From the collective development of the document to the creation of a network of BCFN Alumni, through to its arrival at the European Parliament. Young people’s ideas for changing the agri-food model are making headway.

One hundred young researchers from all over the world are working towards a single objective: to lay the foundations for a drastic paradigm shift in the agri-food system. This is what happened in Parma in September 2015 when, over two days of work, the skills and personal experiences of all the young BCFN researchers created the Youth Manifesto: a call for a new policy that can finally bring an end to the current paradoxes governing food production and consumption.

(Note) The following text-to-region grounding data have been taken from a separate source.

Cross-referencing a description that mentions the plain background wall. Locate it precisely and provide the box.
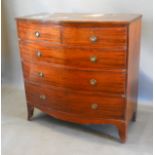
[2,0,153,105]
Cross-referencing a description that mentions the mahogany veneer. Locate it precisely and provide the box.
[16,13,142,143]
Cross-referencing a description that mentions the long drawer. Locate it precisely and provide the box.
[25,82,126,119]
[22,62,126,94]
[19,41,127,70]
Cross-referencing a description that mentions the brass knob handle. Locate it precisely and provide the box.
[40,95,46,100]
[91,103,98,110]
[90,79,97,86]
[35,31,40,38]
[90,56,97,63]
[38,72,44,78]
[36,51,42,57]
[90,36,97,42]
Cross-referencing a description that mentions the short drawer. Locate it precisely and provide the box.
[16,20,61,42]
[63,26,127,50]
[19,41,127,70]
[25,82,126,119]
[22,62,126,94]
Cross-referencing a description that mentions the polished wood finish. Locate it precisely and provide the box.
[16,13,142,143]
[126,19,142,122]
[19,41,127,70]
[25,82,126,119]
[22,62,126,94]
[16,20,61,42]
[16,13,142,25]
[27,103,34,121]
[62,26,127,49]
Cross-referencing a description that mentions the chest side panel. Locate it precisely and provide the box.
[126,19,142,121]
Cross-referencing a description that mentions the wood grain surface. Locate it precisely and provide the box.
[17,20,61,42]
[62,26,127,49]
[25,82,126,119]
[19,41,127,70]
[16,13,142,143]
[22,61,126,94]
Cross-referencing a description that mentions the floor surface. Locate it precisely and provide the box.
[2,87,153,155]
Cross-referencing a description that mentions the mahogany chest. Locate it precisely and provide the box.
[16,13,142,143]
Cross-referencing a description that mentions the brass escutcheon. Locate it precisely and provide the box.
[35,31,40,38]
[91,103,98,110]
[90,55,97,63]
[38,72,44,77]
[90,36,97,42]
[90,79,97,86]
[40,95,46,100]
[36,51,42,57]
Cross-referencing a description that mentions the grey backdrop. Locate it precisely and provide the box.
[2,0,153,105]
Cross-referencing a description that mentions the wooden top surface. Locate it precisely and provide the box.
[16,13,142,24]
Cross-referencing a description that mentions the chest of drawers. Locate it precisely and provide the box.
[16,13,142,143]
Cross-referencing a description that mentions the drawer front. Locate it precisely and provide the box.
[17,20,61,42]
[19,41,126,70]
[63,26,127,49]
[22,62,126,94]
[25,82,125,119]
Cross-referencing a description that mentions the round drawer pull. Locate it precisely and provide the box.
[91,103,98,110]
[38,72,44,78]
[35,31,40,38]
[90,79,97,86]
[90,36,97,42]
[90,56,97,63]
[36,51,42,57]
[40,95,46,100]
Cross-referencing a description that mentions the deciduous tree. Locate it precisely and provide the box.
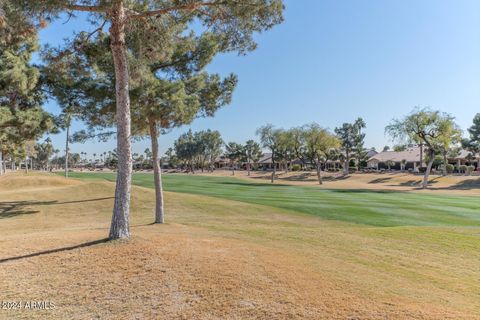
[303,123,340,185]
[242,140,263,176]
[256,124,281,183]
[334,118,366,175]
[386,108,461,188]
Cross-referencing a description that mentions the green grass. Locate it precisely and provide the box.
[62,172,480,227]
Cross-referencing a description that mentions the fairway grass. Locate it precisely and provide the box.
[1,172,479,319]
[64,172,480,227]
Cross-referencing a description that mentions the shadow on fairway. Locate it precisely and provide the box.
[0,201,48,218]
[217,181,291,188]
[327,188,404,194]
[433,178,480,191]
[0,238,110,264]
[53,197,114,205]
[0,197,114,219]
[368,177,392,184]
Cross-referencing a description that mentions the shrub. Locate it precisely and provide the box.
[291,164,301,171]
[459,165,467,173]
[446,164,454,174]
[467,165,475,175]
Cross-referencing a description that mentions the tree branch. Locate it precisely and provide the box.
[127,1,224,20]
[64,4,106,13]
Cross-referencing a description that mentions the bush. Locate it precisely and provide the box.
[467,165,475,175]
[446,164,454,174]
[459,165,467,173]
[291,164,301,171]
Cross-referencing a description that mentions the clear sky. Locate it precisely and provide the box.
[38,0,480,157]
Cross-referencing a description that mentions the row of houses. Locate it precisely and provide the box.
[213,146,479,172]
[366,147,479,171]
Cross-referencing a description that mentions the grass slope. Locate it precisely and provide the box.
[1,173,480,319]
[64,172,480,227]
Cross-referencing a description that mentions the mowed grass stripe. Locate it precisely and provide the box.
[62,172,480,227]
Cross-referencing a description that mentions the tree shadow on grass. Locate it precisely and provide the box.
[0,238,109,264]
[217,181,292,188]
[368,177,392,184]
[0,197,114,219]
[281,173,316,181]
[326,188,406,194]
[53,197,114,205]
[431,179,480,191]
[0,201,46,219]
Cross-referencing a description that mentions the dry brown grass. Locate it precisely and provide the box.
[0,172,479,319]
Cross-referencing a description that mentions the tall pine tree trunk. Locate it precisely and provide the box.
[149,118,164,224]
[64,122,70,178]
[109,2,132,240]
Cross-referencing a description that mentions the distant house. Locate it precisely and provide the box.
[450,149,479,168]
[257,153,281,170]
[366,149,378,159]
[367,146,479,171]
[367,147,423,171]
[214,155,230,169]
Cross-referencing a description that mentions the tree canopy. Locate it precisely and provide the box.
[0,2,55,174]
[19,0,284,239]
[386,108,461,188]
[334,118,366,174]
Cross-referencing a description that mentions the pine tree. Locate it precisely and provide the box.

Seven areas for intervention

Each of us came to Parma by following a different path but with the same desire to meet the challenge of a common goal. It was exciting to work together, following the advice of our mentors and adopting the right amount of transgression required to move away from everyday life and find a way to change the current state of the agri-food system. The seven tasks of the Youth Manifesto cover seven working groups (on agriculture, journalism, activism and non-profit, education, research and the food industry) and give an idea of how different life could be if only the voices of qualified, motivated young people were listened to and put into practice.

From the Expo to Brussels

The Youth Manifesto draft developed in Parma was presented to Maurizio Martina, the Minister of Agriculture, at EXPO 2015, as well as to representatives from many countries at their respective stands and to Simona Bonafé and Aldo Longo, both representatives from European institutions who gave us initial feedback on the feasibility of our suggestions.

A further step forward was made in early December when the Youth Manifesto was presented to different Members of the European Parliament in Brussels. This event brought the delegation of BCFN Alumni and their message straight to the heart of political debate. Common ground also emerged from this meeting with certain policies already implemented by the European Commission. One such example is the Circular Economy Package, which was also presented on the same day, containing different measures to cut down on food waste. It was very encouraging to find out that the goals of the Youth Manifesto are shared by people with the power to transpose them into legislation.


A network of collaborations

In light of the path it has just started, the network of BCFN Alumni is increasingly strengthening its position: our new friendships and spontaneous collaborations are confirming our multidisciplinary approach to the problems we want to solve: a characteristic that makes us different and unique.


It was an honour for me to be elected President of the BCFN Alumni and I firmly believe in the strength of this young network. My task will be to motivate each member to be bold and positive in their actions. I will have achieved my goal when each Alumni has been able to have their say on the causes that are important to them, including through the support and exchanges of this community, acting as a role model in their network of contacts. Our mission, as ambassadors of the Youth Manifesto, is to ensure that this document achieves concrete results as soon as possible, without waiting for someone to do our part. We now have everything we need to change (at least) our small piece of the planet.